Gold bug Nick Barisheff has been touting the yellow metal for a very long time. His company Bullion Management Group sells bars of gold and precious metal bullion funds. And this year the Toronto-based investment company CEO will publish a book called $10,000 Gold.
That's an intriguing title for a commodity currently trading at $1,617 an ounce, and one which immediately recalls the flopped Dow 36,000 book that came out in 1999 just before the dot-com bubble burst, having reached a peak of 11,750 in January of 2000.
But in a speech at the Empire Club of Canada on Thursday, Barisheff offered a spirited defense of gold's inevitable rise, arguing that increasing governmental indebtedness and currency debasement make today's gold price insignificant.
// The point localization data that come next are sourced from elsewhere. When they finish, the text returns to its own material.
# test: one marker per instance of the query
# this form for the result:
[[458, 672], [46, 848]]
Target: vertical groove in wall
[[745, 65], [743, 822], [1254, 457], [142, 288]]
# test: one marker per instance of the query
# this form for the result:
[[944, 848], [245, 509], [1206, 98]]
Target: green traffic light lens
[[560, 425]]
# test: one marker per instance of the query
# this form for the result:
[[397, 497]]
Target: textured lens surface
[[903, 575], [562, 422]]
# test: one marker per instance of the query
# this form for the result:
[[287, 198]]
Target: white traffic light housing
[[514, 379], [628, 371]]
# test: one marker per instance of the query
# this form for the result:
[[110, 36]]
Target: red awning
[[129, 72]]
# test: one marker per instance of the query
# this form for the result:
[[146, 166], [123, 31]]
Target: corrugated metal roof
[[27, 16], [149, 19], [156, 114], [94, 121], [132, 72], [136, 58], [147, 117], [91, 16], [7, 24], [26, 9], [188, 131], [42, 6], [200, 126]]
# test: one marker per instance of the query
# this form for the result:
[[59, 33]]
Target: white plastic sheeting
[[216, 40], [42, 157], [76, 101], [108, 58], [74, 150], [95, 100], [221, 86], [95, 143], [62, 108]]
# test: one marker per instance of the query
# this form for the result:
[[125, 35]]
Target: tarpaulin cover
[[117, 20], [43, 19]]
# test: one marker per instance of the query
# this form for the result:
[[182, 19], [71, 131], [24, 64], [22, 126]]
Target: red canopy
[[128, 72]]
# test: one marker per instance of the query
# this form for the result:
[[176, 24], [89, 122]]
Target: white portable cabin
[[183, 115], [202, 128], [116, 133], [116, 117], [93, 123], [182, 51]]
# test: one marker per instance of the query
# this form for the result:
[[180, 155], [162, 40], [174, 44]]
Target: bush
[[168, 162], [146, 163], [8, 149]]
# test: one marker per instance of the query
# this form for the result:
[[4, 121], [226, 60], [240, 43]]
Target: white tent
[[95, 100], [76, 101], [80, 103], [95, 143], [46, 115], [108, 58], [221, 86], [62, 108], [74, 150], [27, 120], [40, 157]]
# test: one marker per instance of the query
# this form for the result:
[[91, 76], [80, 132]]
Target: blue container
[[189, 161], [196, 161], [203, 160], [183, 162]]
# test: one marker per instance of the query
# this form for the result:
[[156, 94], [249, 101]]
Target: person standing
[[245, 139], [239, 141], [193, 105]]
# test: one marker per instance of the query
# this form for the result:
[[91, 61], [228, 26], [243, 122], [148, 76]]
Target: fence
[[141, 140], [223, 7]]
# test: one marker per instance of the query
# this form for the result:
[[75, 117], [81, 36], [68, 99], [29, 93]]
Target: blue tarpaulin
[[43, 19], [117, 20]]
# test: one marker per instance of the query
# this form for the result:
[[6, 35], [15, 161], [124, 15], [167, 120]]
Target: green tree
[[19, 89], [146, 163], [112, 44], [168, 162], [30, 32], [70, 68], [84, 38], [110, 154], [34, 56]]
Barisheff told Empire Club audience that the same factors that have made gold the top performing asset class since 2002 ensure continued gains. In other words, this is "not a typical bull market" that will run its course as investors rotate into another favored sector but a rational response to depreciating currencies driven by debt-spiraling Western governments.
As he put it, "gold is not rising in value, currencies are losing purchasing power against gold, and therefore gold can rise as high as currencies can fall. Since currencies are falling because of increasing debt, gold can rise as high as government debt can grow."
Barisheff explains that investors view gold not as a commodity but as a currency, noting the $37 billion per day turnover of the London Bullion Market Association–a trade volume far in excess of jewelry demand. As governments lose control of their finances and incur indebtedness funded through currency devaluation, investors–including central banks–respond through gold purchases as a means of counterbalancing their currency losses.